(1/6)to the power of 3x = 36 to the power of 2-x
(1/6)^(3x) = 36 ^(2-x)
hint: 1/6 = 6^(-1) & 36 = 6^2
6^[-1(3x)] =6^[2(2-x)] :- -3x =4-2x x=4
To solve the equation (1/6)^(3x) = 36^(2-x), we need to first simplify both sides of the equation.
Let's start by simplifying the exponents separately.
On the left side of the equation, we have (1/6)^(3x). To simplify this, we can rewrite it using the rule of exponents:
(1/6)^(3x) = (1^(3x))/(6^(3x)) = 1/(6^(3x))
On the right side of the equation, we have 36^(2-x). We can rewrite this using the rule of exponents as well:
36^(2-x) = (6^2)^(2-x) = 6^(2(2-x)) = 6^(4-2x)

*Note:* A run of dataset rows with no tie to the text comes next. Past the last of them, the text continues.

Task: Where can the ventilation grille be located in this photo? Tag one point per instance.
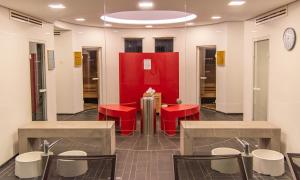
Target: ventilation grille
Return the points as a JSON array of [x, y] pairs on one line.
[[57, 33], [272, 15], [24, 18]]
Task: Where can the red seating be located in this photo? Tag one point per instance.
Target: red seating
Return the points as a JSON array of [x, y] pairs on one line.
[[171, 113], [126, 115]]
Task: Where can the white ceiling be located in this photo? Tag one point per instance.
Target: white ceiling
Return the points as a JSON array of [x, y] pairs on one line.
[[91, 10]]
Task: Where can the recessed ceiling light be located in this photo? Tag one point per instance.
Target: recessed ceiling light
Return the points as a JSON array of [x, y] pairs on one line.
[[216, 17], [148, 17], [57, 6], [190, 24], [145, 5], [80, 19], [236, 3], [107, 25]]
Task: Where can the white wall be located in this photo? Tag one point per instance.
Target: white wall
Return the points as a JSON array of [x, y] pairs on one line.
[[15, 94], [186, 42], [284, 73]]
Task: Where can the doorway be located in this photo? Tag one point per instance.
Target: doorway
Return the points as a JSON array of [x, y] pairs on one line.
[[38, 81], [261, 80], [90, 70], [207, 77]]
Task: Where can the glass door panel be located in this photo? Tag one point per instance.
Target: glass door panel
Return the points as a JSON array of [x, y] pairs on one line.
[[260, 89], [90, 78], [207, 77], [38, 81]]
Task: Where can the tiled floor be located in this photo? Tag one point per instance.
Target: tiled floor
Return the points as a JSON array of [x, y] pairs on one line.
[[140, 157]]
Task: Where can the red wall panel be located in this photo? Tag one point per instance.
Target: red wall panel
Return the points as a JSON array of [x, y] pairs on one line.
[[163, 76]]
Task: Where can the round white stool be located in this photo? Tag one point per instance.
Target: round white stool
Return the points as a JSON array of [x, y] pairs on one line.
[[296, 161], [226, 166], [268, 162], [28, 165], [72, 168]]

Now, our equation becomes:
1/(6^(3x)) = 6^(4-2x)
To simplify further, we can get rid of the denominator by multiplying both sides of the equation by 6^(3x):
(1/(6^(3x))) * (6^(3x)) = (6^(4-2x)) * (6^(3x))
1 = 6^(4-2x) * 6^(3x)
Next, we use the rule of exponents that states when multiplying two numbers with the same base, you can add their exponents:
1 = 6^(4-2x+3x)
Simplifying the exponent:
1 = 6^(4+x)
Now, we need to solve for x. To do this, we need to take the logarithm of both sides of the equation. Let's use the natural logarithm, denoted as ln:
ln(1) = ln(6^(4+x))
Using the property of logarithms that states ln(a^b) = b * ln(a):
0 = (4 + x) * ln(6)
Now, we can solve for x by isolating it:
4 + x = 0
x = -4
So, the solution to the equation (1/6)^(3x) = 36^(2-x) is x = -4.